Sustainable and Inclusive Supply Chains: Policies, Practices, and Innovations for a Greener Global Economy
Keywords:
technological innovations, production, logistics, resilience, stakeholder participationAbstract
The transformation of global supply chains (GSCs) toward sustainability and inclusivity has
emerged as a critical driver for achieving a greener, more equitable, and resilient global
economy. Sustainable supply chains seek to minimise environmental impact, optimise resource
use, and reduce waste throughout production, logistics, and end-of-life processes, while inclusive
supply chains aim to ensure fair labour practices, equitable stakeholder participation, and social
justice across value networks. This review synthesises the current body of knowledge on the
policies, strategic practices, and technological innovations that are shaping sustainable and
inclusive supply chains (SISCs). It examines the conceptual foundations, highlighting how
artificial intelligence (AI), automation, and circular economy (CE) principles converge to
enhance efficiency, resilience, and environmental performance. The paper further explores
practical applications, including predictive maintenance, reverse logistics, lifecycle management,
and data-driven sustainability monitoring, demonstrating the tangible benefits of integrating
intelligent and circular approaches.
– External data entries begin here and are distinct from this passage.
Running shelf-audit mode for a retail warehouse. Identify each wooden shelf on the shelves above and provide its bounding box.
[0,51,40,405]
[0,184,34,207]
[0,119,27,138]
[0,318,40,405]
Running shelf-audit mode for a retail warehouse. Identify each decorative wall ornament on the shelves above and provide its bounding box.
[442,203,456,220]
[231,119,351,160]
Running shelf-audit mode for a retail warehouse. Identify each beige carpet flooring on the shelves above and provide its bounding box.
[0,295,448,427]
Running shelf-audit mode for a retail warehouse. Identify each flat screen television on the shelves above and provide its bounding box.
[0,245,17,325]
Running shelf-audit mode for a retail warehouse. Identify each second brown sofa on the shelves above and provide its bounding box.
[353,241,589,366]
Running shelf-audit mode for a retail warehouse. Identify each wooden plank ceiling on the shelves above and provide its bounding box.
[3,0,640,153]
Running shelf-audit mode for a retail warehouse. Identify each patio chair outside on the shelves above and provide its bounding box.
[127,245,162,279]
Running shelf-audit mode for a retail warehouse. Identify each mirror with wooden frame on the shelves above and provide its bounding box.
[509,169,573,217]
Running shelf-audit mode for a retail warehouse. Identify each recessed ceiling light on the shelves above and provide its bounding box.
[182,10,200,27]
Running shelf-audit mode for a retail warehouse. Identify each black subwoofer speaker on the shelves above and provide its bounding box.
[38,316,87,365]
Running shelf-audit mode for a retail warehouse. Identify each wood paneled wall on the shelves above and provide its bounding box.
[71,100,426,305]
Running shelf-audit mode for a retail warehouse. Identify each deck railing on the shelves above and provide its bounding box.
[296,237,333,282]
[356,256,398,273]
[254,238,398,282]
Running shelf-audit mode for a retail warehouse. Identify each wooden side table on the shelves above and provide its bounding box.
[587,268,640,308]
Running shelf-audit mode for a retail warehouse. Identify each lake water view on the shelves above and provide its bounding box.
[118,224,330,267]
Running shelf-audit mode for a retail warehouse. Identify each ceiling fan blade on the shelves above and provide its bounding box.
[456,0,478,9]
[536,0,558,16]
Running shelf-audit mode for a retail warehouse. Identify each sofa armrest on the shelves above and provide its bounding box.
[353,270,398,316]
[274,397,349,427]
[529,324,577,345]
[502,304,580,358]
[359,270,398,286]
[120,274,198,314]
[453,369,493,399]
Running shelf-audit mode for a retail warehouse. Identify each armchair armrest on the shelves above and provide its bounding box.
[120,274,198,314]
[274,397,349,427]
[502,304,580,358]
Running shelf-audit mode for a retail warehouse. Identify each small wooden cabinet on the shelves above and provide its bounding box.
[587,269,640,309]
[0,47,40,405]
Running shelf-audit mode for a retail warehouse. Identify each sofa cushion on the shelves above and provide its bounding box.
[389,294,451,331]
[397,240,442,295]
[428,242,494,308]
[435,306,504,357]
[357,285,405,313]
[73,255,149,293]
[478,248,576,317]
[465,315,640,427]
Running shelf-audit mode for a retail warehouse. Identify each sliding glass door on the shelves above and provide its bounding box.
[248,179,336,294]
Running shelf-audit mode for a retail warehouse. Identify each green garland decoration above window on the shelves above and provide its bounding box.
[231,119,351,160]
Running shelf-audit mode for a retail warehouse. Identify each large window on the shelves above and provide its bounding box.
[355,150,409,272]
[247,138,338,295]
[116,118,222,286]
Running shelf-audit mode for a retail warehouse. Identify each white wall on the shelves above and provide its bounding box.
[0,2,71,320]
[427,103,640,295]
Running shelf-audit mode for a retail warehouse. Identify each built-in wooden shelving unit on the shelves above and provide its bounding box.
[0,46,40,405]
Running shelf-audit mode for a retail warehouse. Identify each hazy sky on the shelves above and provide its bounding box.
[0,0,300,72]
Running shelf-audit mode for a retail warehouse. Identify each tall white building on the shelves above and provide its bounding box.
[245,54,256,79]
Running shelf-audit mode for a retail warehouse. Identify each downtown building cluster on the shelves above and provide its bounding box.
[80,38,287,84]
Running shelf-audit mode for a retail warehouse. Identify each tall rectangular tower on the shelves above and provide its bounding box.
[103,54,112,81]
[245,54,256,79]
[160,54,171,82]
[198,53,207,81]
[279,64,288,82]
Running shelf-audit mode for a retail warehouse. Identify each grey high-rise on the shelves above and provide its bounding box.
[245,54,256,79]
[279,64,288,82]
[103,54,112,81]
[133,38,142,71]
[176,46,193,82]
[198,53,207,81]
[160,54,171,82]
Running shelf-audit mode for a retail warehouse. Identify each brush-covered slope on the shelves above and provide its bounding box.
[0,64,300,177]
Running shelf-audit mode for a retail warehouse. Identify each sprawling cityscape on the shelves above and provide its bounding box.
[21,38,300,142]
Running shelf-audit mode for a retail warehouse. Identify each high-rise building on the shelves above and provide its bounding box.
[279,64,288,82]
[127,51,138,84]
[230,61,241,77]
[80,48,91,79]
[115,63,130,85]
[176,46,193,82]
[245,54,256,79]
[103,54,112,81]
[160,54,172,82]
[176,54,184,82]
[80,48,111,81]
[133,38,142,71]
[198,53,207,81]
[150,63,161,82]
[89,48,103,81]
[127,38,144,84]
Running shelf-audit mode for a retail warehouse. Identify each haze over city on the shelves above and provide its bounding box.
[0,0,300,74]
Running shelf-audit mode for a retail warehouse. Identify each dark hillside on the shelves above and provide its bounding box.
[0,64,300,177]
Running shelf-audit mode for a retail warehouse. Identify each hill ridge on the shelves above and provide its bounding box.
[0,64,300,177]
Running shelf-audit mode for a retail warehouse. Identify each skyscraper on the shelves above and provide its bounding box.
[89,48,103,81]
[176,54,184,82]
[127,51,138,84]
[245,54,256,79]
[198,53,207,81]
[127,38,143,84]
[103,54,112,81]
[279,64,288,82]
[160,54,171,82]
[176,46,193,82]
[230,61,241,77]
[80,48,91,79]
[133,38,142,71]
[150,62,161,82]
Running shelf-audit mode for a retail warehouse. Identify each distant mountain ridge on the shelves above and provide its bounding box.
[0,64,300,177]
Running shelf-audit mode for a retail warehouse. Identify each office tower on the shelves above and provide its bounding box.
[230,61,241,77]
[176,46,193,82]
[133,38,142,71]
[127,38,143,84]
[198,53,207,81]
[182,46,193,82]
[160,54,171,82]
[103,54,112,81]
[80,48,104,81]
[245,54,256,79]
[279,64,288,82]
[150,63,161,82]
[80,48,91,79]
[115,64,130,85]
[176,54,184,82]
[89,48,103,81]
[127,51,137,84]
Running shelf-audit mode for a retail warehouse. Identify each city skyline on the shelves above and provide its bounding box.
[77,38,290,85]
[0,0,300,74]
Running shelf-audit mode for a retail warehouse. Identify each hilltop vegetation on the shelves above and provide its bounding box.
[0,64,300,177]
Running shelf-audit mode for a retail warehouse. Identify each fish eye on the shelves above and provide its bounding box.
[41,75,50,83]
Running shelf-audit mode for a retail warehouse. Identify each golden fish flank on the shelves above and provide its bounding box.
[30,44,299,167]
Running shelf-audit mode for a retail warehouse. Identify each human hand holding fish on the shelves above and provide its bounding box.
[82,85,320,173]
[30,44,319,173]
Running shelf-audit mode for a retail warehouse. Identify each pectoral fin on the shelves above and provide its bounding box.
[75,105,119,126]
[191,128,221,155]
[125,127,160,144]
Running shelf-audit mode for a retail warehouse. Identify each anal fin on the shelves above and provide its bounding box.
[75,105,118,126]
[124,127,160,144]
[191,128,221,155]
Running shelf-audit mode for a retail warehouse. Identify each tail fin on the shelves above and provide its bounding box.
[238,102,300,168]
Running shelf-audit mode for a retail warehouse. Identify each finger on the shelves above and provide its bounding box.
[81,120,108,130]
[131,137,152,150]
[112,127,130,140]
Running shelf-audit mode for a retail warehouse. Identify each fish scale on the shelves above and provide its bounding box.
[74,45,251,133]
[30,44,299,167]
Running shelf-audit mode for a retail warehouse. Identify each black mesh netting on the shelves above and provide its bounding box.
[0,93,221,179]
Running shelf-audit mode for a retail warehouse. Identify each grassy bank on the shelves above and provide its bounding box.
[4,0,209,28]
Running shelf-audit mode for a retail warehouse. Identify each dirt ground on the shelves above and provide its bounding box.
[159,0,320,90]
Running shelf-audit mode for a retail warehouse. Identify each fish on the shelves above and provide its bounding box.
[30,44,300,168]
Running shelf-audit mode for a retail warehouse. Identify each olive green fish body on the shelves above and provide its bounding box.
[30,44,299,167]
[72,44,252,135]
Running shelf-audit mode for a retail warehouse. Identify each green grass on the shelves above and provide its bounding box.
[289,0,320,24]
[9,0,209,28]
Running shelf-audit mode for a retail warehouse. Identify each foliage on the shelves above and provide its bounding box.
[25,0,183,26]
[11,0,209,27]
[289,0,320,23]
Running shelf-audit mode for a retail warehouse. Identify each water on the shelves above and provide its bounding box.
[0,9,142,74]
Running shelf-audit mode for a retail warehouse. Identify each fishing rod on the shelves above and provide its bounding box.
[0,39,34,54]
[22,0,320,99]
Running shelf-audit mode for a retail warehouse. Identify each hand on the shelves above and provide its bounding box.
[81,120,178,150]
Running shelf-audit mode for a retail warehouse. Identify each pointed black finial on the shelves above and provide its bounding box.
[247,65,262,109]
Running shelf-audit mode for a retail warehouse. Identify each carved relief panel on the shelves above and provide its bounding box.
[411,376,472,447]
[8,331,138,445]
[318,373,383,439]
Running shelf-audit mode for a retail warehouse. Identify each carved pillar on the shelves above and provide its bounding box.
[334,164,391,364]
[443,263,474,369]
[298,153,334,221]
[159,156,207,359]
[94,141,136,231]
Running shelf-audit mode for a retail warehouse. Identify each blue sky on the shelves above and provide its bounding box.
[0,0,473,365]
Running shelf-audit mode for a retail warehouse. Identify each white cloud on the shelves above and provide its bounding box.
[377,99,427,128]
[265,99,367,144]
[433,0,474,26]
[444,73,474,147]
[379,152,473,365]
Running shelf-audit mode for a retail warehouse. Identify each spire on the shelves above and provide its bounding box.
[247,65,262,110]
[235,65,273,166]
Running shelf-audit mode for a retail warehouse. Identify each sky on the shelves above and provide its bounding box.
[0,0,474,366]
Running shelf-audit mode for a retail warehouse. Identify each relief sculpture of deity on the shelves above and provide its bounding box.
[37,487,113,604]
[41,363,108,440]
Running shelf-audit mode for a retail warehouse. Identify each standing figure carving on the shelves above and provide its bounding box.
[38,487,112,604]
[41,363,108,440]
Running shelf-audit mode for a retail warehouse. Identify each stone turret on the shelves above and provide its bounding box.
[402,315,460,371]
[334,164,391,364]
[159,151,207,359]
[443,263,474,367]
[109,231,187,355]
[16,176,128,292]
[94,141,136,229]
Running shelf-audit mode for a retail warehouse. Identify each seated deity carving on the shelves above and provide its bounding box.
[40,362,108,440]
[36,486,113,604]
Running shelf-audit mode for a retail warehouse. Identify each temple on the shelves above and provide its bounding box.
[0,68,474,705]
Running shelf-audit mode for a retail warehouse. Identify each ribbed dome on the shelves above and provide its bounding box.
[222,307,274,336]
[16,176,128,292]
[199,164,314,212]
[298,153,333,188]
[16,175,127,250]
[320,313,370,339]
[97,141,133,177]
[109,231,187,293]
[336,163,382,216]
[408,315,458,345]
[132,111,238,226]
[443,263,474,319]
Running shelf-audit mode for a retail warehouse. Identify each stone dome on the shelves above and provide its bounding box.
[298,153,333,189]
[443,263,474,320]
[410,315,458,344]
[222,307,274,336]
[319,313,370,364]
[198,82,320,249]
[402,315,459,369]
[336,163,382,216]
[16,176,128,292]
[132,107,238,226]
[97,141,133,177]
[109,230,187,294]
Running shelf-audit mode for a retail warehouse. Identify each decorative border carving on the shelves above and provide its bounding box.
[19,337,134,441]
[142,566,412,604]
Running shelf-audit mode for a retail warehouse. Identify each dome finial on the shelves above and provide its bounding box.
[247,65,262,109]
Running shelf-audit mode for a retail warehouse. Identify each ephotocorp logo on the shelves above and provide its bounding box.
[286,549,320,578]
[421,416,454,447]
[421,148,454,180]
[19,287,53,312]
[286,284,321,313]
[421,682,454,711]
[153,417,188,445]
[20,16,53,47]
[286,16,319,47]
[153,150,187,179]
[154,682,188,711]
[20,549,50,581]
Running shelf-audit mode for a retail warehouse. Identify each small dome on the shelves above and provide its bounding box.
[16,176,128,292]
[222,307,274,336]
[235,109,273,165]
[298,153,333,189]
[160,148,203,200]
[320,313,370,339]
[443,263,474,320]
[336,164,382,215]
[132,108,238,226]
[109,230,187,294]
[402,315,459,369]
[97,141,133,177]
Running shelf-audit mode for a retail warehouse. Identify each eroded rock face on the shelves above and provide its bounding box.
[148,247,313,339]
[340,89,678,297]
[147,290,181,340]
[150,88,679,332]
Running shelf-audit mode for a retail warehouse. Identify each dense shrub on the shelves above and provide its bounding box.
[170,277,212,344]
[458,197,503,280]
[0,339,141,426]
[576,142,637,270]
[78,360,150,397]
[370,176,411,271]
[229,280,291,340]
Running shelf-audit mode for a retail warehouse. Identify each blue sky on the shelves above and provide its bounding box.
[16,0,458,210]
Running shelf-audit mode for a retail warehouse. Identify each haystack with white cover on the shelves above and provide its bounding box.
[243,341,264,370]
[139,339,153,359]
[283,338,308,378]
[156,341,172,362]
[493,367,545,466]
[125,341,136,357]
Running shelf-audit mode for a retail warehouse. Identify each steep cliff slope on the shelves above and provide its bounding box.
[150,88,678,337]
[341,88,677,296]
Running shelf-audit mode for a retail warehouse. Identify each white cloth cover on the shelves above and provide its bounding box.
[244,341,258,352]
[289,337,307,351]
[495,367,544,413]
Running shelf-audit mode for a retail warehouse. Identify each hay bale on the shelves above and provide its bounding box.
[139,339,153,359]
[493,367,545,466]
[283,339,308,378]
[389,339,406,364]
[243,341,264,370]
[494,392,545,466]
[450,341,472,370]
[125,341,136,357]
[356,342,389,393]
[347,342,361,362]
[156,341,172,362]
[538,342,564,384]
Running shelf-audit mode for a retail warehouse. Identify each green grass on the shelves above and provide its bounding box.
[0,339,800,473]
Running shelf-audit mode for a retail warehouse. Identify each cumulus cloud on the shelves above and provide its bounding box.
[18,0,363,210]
Additionally, the review identifies key barriers, such as
socio-technical challenges, global coordination, governance frameworks, and economic trade-
offs, and outlines critical directions for future research, including the roles of emerging
technologies, ethical AI, and cross-border policy alignment. By providing a comprehensive
synthesis of theory, practice, and policy, this review offers actionable insights for managers,
practitioners, and policymakers aiming to advance sustainability, inclusivity, and
competitiveness within global supply networks, ultimately contributing to the development of
regenerative, adaptive, and socially responsible supply chains for the 21st century.